Boushra Almutawakel is an enigma in the Middle East, but she is a growing part of young women artists who are exploring the myth of women and their identity in a culture that romanticism women and restricts them. 

Disappearing Woman                                      Boushra Almutalwakel

For those of us that are from Western cultures it is hard to understand women who cover themselves so completely, but one point of view Boushra had made since to me….she stated it is like Western women who cover themselves with makeup and you can not see their real selves. Growing up I knew little about the Middle East other than what may have been mentioned about the Crusades and Infidels.  I don't think I even knew what infidels were or where they lived.  
Then came Lawrence of Arabia and my next view of the Middle East was formed, tribes primitive tribes that fought and struggled to form one cohesive body to fight the British control.
  The call to prayer, the women's clothing, the seeming harshness of the culture all started to build a romantic vision in my mind of flowing robes, turbans, deserts, camels, and women hidden behind carved screens in a harem.  It was not until I went to college that me view again changed and then again not until well into adulthood.  But the most dramatic change for me was living in Izmir, Turkey and learning more about Islam and women's role with in the country and religion.  Turkey was at the time a very Western leaning Middle Eastern country and the more religious women might cover their hair or wear a loose covering that did not show the shape of their body.  And living two years in Turkey gave me just a peak behind the myth I had formed from childhood.   The Call to Prayer, was no longer chilling to me, but welcoming.  People were friendly and hospitable to me as a foreigner.  I knew that women, that were not Western, were not treated as equally as I was.  In my travels in Turkey as I went Eastward the customs were more and more rigid and restrictive for women.  
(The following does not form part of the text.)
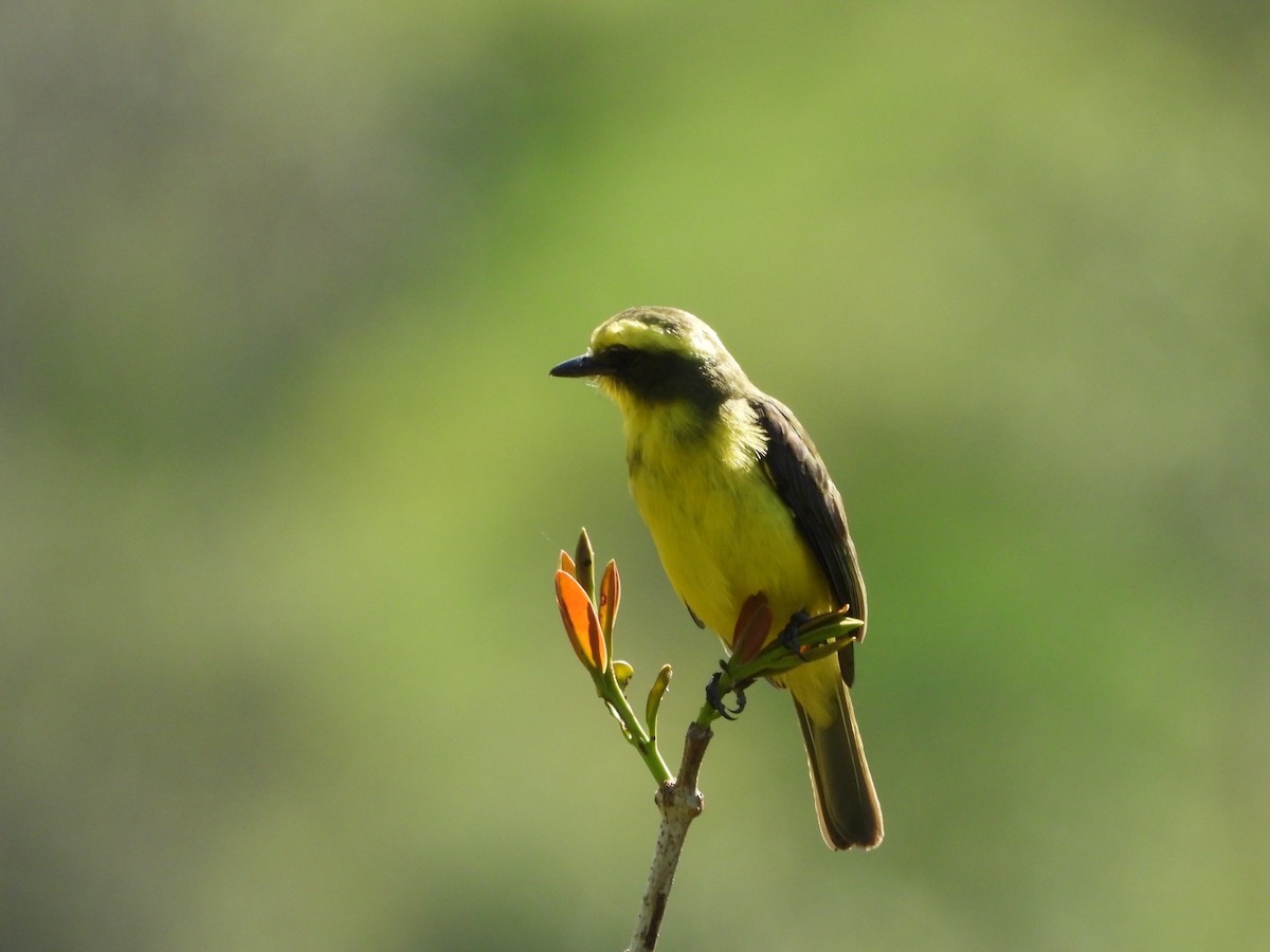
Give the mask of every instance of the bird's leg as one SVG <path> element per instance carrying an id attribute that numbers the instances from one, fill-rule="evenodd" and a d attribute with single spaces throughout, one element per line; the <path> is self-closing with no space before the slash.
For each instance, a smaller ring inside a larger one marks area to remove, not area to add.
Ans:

Boushra Almutalwakel         Portrait of Mother and Daughter         from google for purpose of art advocacy
I have read that in some areas of the Middle East women are not allowed to drive and that they must carry a passport to go from one part of town to another.  I have also read non fiction books that document women's struggle to win more freedom and rights that are often met with harsh punishment.  I still struggle to understand what is cultural and what is religious in the restrictions applied to women. 

I look forward to seeing more of Boushra's examination and conversation about her culture in Yemen as well as other pioneer young women artists of the Middle East.  They help us all break down stereotypes and gain a clearer understanding of Eastern culture that seems so different from our own.


 Photography by Boushra Almutawakel                              from google for the purpose of art education
Boushra Amutawakel, a penner among Yemeni female photographer, found these ideas stimulating and decided to interpret them photographically.  As she recalls, after September 11th and increase in 'all things Middle Eastern' took place, either demonizing or romanticizing Arabs and Muslims.  Part of the Romanticism, she elaborates "is  was Middle Eastern women have been portrayed artistically as exotic mysterious creatures".  She wanted to challenge through her work "Wester, Arab, and Islamic views and stereotypes", trying to "look at things from different perspectives and approaching the many layers "she seems in this subject."  Source Nafas Art Magazine

Boushra Almutwakel challenges us all to think about the roles of culture and the female image and role in society.